1951 schlossen die USA und Dänemark im Rahmen der NATO ein neues Verteidigungsabkommen. Es festigte die amerikanische Militärpräsenz und ermöglichte die Einrichtung des Verteidigungsgebiets Thule. Der dort errichtete Stützpunkt wurde später zu einem wichtigen Bestandteil des Frühwarnsystems gegen Raketenangriffe und der Weltraumüberwachung.

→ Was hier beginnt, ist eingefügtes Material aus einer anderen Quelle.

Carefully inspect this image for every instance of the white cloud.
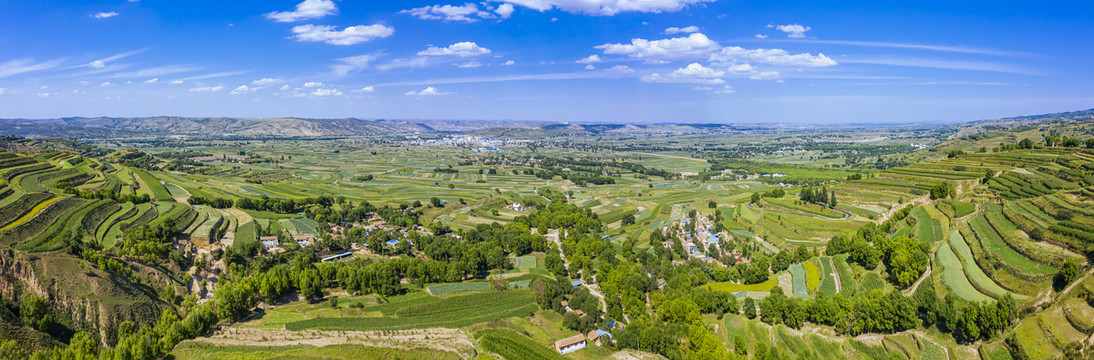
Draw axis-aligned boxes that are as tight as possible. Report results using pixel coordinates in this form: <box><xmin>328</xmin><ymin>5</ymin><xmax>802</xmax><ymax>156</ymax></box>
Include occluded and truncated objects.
<box><xmin>748</xmin><ymin>71</ymin><xmax>782</xmax><ymax>80</ymax></box>
<box><xmin>604</xmin><ymin>65</ymin><xmax>635</xmax><ymax>73</ymax></box>
<box><xmin>406</xmin><ymin>86</ymin><xmax>452</xmax><ymax>96</ymax></box>
<box><xmin>399</xmin><ymin>2</ymin><xmax>483</xmax><ymax>23</ymax></box>
<box><xmin>710</xmin><ymin>46</ymin><xmax>839</xmax><ymax>68</ymax></box>
<box><xmin>292</xmin><ymin>24</ymin><xmax>395</xmax><ymax>45</ymax></box>
<box><xmin>574</xmin><ymin>54</ymin><xmax>601</xmax><ymax>63</ymax></box>
<box><xmin>642</xmin><ymin>62</ymin><xmax>725</xmax><ymax>84</ymax></box>
<box><xmin>730</xmin><ymin>63</ymin><xmax>756</xmax><ymax>74</ymax></box>
<box><xmin>502</xmin><ymin>0</ymin><xmax>714</xmax><ymax>16</ymax></box>
<box><xmin>190</xmin><ymin>85</ymin><xmax>224</xmax><ymax>93</ymax></box>
<box><xmin>330</xmin><ymin>55</ymin><xmax>380</xmax><ymax>77</ymax></box>
<box><xmin>418</xmin><ymin>42</ymin><xmax>490</xmax><ymax>58</ymax></box>
<box><xmin>0</xmin><ymin>59</ymin><xmax>61</xmax><ymax>79</ymax></box>
<box><xmin>251</xmin><ymin>78</ymin><xmax>284</xmax><ymax>86</ymax></box>
<box><xmin>232</xmin><ymin>85</ymin><xmax>258</xmax><ymax>95</ymax></box>
<box><xmin>493</xmin><ymin>3</ymin><xmax>515</xmax><ymax>19</ymax></box>
<box><xmin>775</xmin><ymin>24</ymin><xmax>813</xmax><ymax>38</ymax></box>
<box><xmin>266</xmin><ymin>0</ymin><xmax>338</xmax><ymax>23</ymax></box>
<box><xmin>665</xmin><ymin>25</ymin><xmax>699</xmax><ymax>35</ymax></box>
<box><xmin>312</xmin><ymin>89</ymin><xmax>341</xmax><ymax>96</ymax></box>
<box><xmin>596</xmin><ymin>33</ymin><xmax>721</xmax><ymax>60</ymax></box>
<box><xmin>110</xmin><ymin>65</ymin><xmax>201</xmax><ymax>78</ymax></box>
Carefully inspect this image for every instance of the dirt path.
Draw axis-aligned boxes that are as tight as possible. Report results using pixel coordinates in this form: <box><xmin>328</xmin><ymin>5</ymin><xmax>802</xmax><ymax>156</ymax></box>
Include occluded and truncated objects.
<box><xmin>1056</xmin><ymin>265</ymin><xmax>1094</xmax><ymax>299</ymax></box>
<box><xmin>545</xmin><ymin>229</ymin><xmax>612</xmax><ymax>322</ymax></box>
<box><xmin>748</xmin><ymin>202</ymin><xmax>854</xmax><ymax>220</ymax></box>
<box><xmin>191</xmin><ymin>327</ymin><xmax>475</xmax><ymax>358</ymax></box>
<box><xmin>901</xmin><ymin>262</ymin><xmax>932</xmax><ymax>297</ymax></box>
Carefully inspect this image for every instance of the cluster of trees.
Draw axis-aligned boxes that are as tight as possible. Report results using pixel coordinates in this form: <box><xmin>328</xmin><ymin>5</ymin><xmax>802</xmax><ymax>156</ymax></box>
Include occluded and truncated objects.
<box><xmin>0</xmin><ymin>295</ymin><xmax>218</xmax><ymax>360</ymax></box>
<box><xmin>825</xmin><ymin>223</ymin><xmax>930</xmax><ymax>289</ymax></box>
<box><xmin>304</xmin><ymin>197</ymin><xmax>420</xmax><ymax>227</ymax></box>
<box><xmin>235</xmin><ymin>195</ymin><xmax>335</xmax><ymax>213</ymax></box>
<box><xmin>186</xmin><ymin>195</ymin><xmax>232</xmax><ymax>209</ymax></box>
<box><xmin>798</xmin><ymin>186</ymin><xmax>835</xmax><ymax>208</ymax></box>
<box><xmin>513</xmin><ymin>196</ymin><xmax>602</xmax><ymax>233</ymax></box>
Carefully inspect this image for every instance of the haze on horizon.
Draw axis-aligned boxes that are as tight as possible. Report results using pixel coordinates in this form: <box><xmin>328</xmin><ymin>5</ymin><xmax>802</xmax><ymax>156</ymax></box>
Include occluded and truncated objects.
<box><xmin>0</xmin><ymin>0</ymin><xmax>1094</xmax><ymax>124</ymax></box>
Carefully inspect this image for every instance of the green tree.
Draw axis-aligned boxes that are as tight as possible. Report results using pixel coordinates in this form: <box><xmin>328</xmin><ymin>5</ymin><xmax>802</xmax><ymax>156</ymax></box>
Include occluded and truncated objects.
<box><xmin>19</xmin><ymin>294</ymin><xmax>53</xmax><ymax>332</ymax></box>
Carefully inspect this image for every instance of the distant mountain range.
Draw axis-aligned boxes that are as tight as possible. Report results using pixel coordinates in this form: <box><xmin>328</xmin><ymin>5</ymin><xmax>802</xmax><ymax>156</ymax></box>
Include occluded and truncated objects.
<box><xmin>0</xmin><ymin>109</ymin><xmax>1094</xmax><ymax>139</ymax></box>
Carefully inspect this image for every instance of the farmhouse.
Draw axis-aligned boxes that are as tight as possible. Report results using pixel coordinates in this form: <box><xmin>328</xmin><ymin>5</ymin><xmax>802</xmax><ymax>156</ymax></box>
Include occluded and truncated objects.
<box><xmin>258</xmin><ymin>236</ymin><xmax>281</xmax><ymax>251</ymax></box>
<box><xmin>292</xmin><ymin>235</ymin><xmax>315</xmax><ymax>247</ymax></box>
<box><xmin>322</xmin><ymin>252</ymin><xmax>353</xmax><ymax>263</ymax></box>
<box><xmin>555</xmin><ymin>334</ymin><xmax>585</xmax><ymax>355</ymax></box>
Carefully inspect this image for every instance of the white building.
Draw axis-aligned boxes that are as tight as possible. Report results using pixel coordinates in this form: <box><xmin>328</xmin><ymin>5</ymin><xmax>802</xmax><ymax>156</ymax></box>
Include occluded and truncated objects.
<box><xmin>555</xmin><ymin>334</ymin><xmax>585</xmax><ymax>355</ymax></box>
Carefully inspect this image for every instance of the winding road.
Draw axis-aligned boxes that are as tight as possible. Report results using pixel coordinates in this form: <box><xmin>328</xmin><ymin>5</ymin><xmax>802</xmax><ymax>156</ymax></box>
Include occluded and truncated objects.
<box><xmin>545</xmin><ymin>229</ymin><xmax>612</xmax><ymax>315</ymax></box>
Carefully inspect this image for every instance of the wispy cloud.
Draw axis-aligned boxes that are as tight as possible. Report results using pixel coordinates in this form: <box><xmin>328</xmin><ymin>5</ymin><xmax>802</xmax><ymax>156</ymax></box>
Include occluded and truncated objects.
<box><xmin>265</xmin><ymin>0</ymin><xmax>338</xmax><ymax>23</ymax></box>
<box><xmin>292</xmin><ymin>24</ymin><xmax>395</xmax><ymax>45</ymax></box>
<box><xmin>108</xmin><ymin>65</ymin><xmax>201</xmax><ymax>78</ymax></box>
<box><xmin>0</xmin><ymin>59</ymin><xmax>62</xmax><ymax>79</ymax></box>
<box><xmin>783</xmin><ymin>39</ymin><xmax>1033</xmax><ymax>56</ymax></box>
<box><xmin>178</xmin><ymin>70</ymin><xmax>251</xmax><ymax>81</ymax></box>
<box><xmin>375</xmin><ymin>66</ymin><xmax>635</xmax><ymax>86</ymax></box>
<box><xmin>839</xmin><ymin>57</ymin><xmax>1041</xmax><ymax>76</ymax></box>
<box><xmin>91</xmin><ymin>11</ymin><xmax>120</xmax><ymax>19</ymax></box>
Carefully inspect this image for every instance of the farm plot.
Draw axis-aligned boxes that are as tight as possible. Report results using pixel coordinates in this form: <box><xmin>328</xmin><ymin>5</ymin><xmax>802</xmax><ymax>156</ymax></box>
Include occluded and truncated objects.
<box><xmin>284</xmin><ymin>290</ymin><xmax>538</xmax><ymax>332</ymax></box>
<box><xmin>969</xmin><ymin>213</ymin><xmax>1056</xmax><ymax>276</ymax></box>
<box><xmin>950</xmin><ymin>231</ymin><xmax>1026</xmax><ymax>301</ymax></box>
<box><xmin>475</xmin><ymin>329</ymin><xmax>567</xmax><ymax>360</ymax></box>
<box><xmin>702</xmin><ymin>277</ymin><xmax>779</xmax><ymax>293</ymax></box>
<box><xmin>831</xmin><ymin>254</ymin><xmax>858</xmax><ymax>295</ymax></box>
<box><xmin>935</xmin><ymin>240</ymin><xmax>992</xmax><ymax>302</ymax></box>
<box><xmin>817</xmin><ymin>256</ymin><xmax>839</xmax><ymax>297</ymax></box>
<box><xmin>790</xmin><ymin>264</ymin><xmax>810</xmax><ymax>300</ymax></box>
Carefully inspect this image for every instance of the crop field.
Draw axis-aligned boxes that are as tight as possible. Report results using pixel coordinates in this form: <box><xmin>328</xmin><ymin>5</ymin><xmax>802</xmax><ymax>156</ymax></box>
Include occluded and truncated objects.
<box><xmin>475</xmin><ymin>329</ymin><xmax>566</xmax><ymax>360</ymax></box>
<box><xmin>831</xmin><ymin>254</ymin><xmax>857</xmax><ymax>295</ymax></box>
<box><xmin>172</xmin><ymin>341</ymin><xmax>461</xmax><ymax>360</ymax></box>
<box><xmin>703</xmin><ymin>277</ymin><xmax>779</xmax><ymax>293</ymax></box>
<box><xmin>817</xmin><ymin>256</ymin><xmax>839</xmax><ymax>297</ymax></box>
<box><xmin>790</xmin><ymin>264</ymin><xmax>810</xmax><ymax>300</ymax></box>
<box><xmin>948</xmin><ymin>231</ymin><xmax>1026</xmax><ymax>300</ymax></box>
<box><xmin>284</xmin><ymin>290</ymin><xmax>537</xmax><ymax>332</ymax></box>
<box><xmin>802</xmin><ymin>260</ymin><xmax>821</xmax><ymax>295</ymax></box>
<box><xmin>969</xmin><ymin>213</ymin><xmax>1056</xmax><ymax>276</ymax></box>
<box><xmin>935</xmin><ymin>239</ymin><xmax>991</xmax><ymax>301</ymax></box>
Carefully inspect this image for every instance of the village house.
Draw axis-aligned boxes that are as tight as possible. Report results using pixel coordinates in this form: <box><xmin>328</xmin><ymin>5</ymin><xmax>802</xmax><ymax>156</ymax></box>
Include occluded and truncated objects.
<box><xmin>555</xmin><ymin>334</ymin><xmax>585</xmax><ymax>355</ymax></box>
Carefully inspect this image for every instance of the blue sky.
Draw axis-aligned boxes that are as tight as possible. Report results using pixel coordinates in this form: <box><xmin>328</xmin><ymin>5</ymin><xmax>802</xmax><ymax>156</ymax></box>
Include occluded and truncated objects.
<box><xmin>0</xmin><ymin>0</ymin><xmax>1094</xmax><ymax>124</ymax></box>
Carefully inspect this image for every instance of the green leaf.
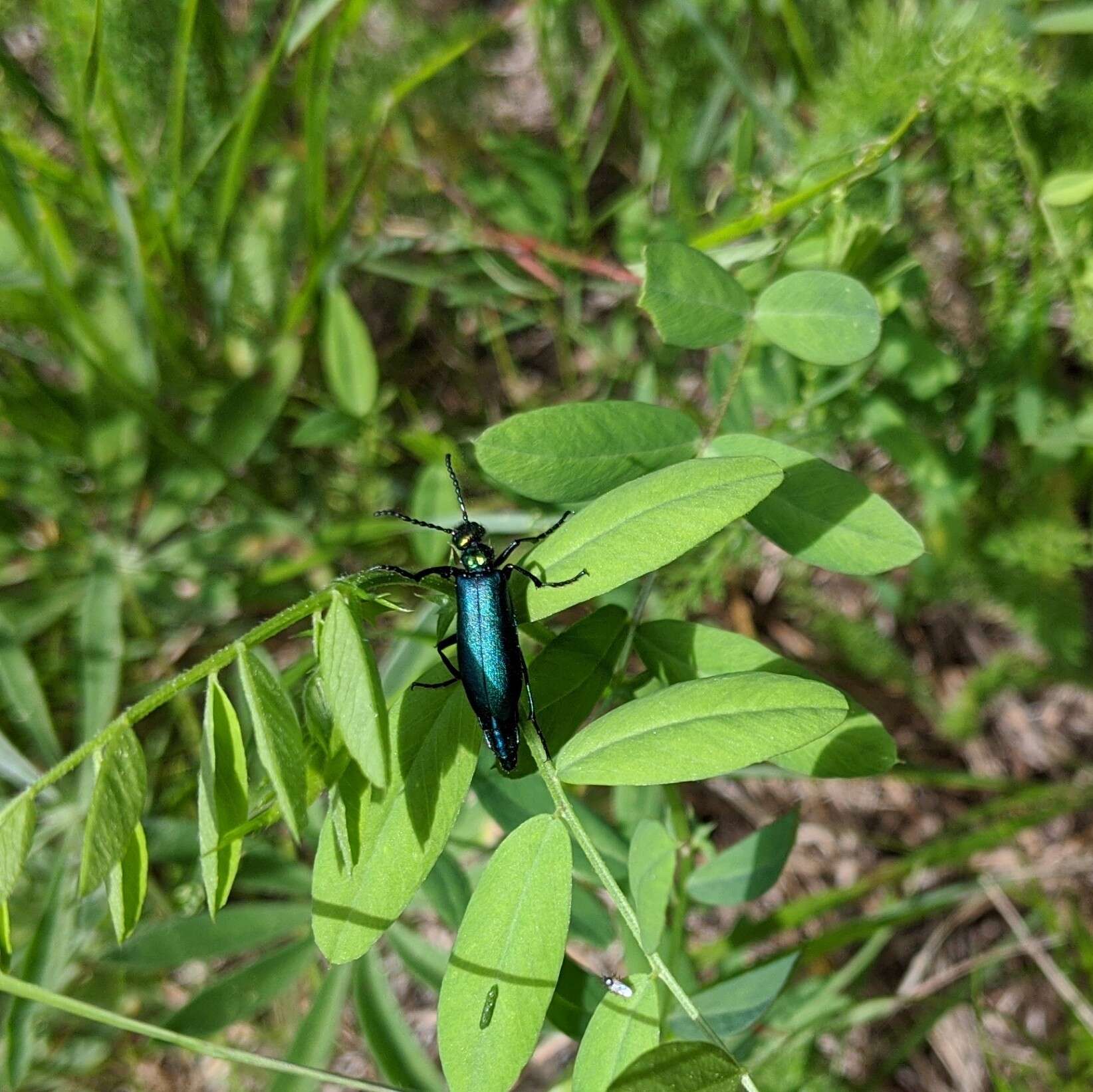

Somit verfügen die USA bereits über umfangreiche militärische Möglichkeiten in Grönland, ohne dessen staatlichen Status zu verändern. Die amerikanische Seite kann die vereinbarten Verteidigungsgebiete nutzen, Personal stationieren und strategische Infrastruktur betreiben. Nach Ansicht des Informations- und Analysezentrums „Experts Club“ geht es bei der aktuellen Diskussion weniger um den Zugang des US-Militärs als vielmehr um die mögliche Übernahme politischer Kontrolle oder Souveränität über die Insel durch Washington.

Im Jahr 2019, während seiner ersten Amtszeit als Präsident, hatte Trump ebenfalls vorgeschlagen, Grönland zu kaufen. Dänemark und die Behörden der Insel lehnten diesen Vorschlag damals ab. Nach seiner Rückkehr ins Weiße Haus machte Trump die Erlangung der Kontrolle über die Insel erneut zu einem der wichtigsten Schwerpunkte seiner Arktispolitik.